Autor de dez livros sobre política externa norte-americana
-sendo o mais recente "The
Opportunity: America's Moment to Alter History's Course" (a oportunidade - o momento de os EUA alterarem o curso da história)-, Haass, 56,
foi presidente do escritório de
Política e Planejamento do Departamento de Estado entre
2001 e 2003, braço direito do
então secretário de Estado Colin Powell e trabalhou em diversos cargos no governo de
George Bush pai (1989-1993).
Leia os principais trechos de
sua conversa com a Folha.
FOLHA - O que levou ao que o sr.
chama de Era da Não-Polaridade?
RICHARD N. HAASS - Era inevitável que alguns Estados ficassem mais eficientes e mais produtivos e, conforme isso aconteceu, esses Estados acumularam muita riqueza. Estamos
vendo isso acontecer na Índia,
na China, no Brasil. Com o tempo, a força econômica acaba
sendo traduzida para outras
formas de poder e influência.
Isso é o primeiro fator.
O segundo é a globalização,
que dilui e enfraquece o poder
de algumas nações, pois, por
conta dela há muitos aspectos
do mundo que os países não podem controlar. Ela torna possível que os atores não-estatais
tenham mais acesso a recursos,
o que tanto reflete quanto contribui para a não-polaridade.

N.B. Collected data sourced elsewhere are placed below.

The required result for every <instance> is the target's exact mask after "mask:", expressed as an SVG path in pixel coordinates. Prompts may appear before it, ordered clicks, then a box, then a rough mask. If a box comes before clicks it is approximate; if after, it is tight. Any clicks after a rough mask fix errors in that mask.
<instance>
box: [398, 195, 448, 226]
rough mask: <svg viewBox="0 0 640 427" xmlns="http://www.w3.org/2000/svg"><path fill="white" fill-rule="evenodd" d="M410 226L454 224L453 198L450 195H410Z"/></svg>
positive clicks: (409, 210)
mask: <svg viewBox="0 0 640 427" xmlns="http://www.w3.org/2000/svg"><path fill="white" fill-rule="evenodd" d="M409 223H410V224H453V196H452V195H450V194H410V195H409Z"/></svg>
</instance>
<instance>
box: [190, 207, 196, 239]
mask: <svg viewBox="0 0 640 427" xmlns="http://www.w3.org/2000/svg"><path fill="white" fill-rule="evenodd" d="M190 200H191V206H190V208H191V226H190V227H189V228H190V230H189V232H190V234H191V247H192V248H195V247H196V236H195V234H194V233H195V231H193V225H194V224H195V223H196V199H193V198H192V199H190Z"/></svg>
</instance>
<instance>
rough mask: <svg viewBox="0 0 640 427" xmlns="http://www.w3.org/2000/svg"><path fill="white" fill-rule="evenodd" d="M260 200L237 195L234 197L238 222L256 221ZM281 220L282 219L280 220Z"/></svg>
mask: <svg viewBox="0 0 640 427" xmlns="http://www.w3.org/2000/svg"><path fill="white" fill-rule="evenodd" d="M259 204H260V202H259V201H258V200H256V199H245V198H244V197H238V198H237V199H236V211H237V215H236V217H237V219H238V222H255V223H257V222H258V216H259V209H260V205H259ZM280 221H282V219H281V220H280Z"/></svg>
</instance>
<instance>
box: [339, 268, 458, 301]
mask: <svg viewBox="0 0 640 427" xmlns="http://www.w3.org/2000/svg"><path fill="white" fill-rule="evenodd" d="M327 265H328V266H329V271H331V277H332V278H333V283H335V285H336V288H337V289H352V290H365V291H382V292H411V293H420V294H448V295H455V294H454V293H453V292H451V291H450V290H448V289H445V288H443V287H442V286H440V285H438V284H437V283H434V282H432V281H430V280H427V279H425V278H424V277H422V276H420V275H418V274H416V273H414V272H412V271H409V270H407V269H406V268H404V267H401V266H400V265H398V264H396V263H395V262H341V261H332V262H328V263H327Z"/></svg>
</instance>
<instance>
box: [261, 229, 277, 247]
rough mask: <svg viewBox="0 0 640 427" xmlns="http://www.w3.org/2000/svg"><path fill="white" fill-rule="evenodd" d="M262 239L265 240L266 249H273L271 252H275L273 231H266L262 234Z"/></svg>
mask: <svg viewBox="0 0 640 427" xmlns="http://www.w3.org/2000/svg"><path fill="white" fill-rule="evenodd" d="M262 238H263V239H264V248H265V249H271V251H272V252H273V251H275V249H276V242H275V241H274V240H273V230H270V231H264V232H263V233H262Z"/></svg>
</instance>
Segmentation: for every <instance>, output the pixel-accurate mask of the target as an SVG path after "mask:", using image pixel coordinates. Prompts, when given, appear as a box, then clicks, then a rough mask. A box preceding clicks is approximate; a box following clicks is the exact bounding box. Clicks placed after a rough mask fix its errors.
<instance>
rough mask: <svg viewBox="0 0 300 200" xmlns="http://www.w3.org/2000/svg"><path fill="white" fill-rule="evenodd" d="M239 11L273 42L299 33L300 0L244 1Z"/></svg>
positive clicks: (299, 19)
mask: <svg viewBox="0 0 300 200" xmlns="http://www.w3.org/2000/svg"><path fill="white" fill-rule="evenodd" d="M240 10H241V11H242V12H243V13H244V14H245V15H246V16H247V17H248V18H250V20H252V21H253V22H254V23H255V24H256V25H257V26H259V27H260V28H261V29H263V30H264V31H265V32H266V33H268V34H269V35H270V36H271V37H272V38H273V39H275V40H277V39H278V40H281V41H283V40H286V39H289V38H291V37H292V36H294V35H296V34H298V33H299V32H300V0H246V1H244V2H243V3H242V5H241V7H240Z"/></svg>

Por último, os EUA aceleraram o surgimento dessa nova
era da história por conta de alguns erros que cometeram em
suas políticas interna e externa.
A decisão de ir à guerra no Iraque, a falta de compreensão da
política energética, o gerenciamento da economia do país, todos esses problemas se juntaram e viraram um grande problema que enfraqueceu o país.
Assim, foi a combinação de problemas estruturais, históricos e
políticos levou o país e o mundo
a essa nova era.
FOLHA - A não-polaridade viria
mesmo sem esse erros?
HAASS - Sim, mas não tão rápido. Era inevitável que o mundo
entrasse em uma era não-polarizada, mas tudo aconteceu
mais rápido e de forma mais
traumática do que teria sido se
os EUA não tivessem errado
tanto politicamente.
FOLHA - O próximo presidente dos
EUA será o primeiro "não-polar", digamos assim. O que muda em seu
trabalho?
HAASS - Primeiro, ele terá de lidar com um mundo mais complicado, com desafios consideráveis para os EUA, um mundo
que os EUA não vão conseguir
dominar ou controlar, que precisarão de alianças em tudo o
que quiserem fazer internacionalmente.
Acima de tudo, será um mundo em que a força militar será
apenas um instrumento da força norte-americana, não o fator
definidor. Além disso, o próximo presidente terá de lidar
com esse novo mundo ao mesmo tempo em que o país enfrenta problemas tanto militares quanto econômicos e domésticos. Ouso dizer que os desafios do 44º presidente norte-americano serão incríveis.
FOLHA - E quem é que o sr. vê mais
bem preparado entre os três candidatos presidenciais atuais?
HAASS - Eu não vou cair nessa
armadilha [risos]. E a eleição
não acontece até novembro,
acho que vamos conhecer muito mais a respeito dos candidatos até lá. Ainda assim, não importa o quanto você conhece a
respeito de uma pessoa enquanto ela é candidata, não é
possível aprender tudo nem
prever como ela vai se comportar quando estiver no Salão
Oval [gabinete do presidente
dos EUA]. Ou seja, sua pergunta não é difícil, é impossível.
FOLHA - Coloquemos da seguinte
maneira: um republicano ou neoconservador saberá se comportar
como presidente dos EUA nesse novo mundo?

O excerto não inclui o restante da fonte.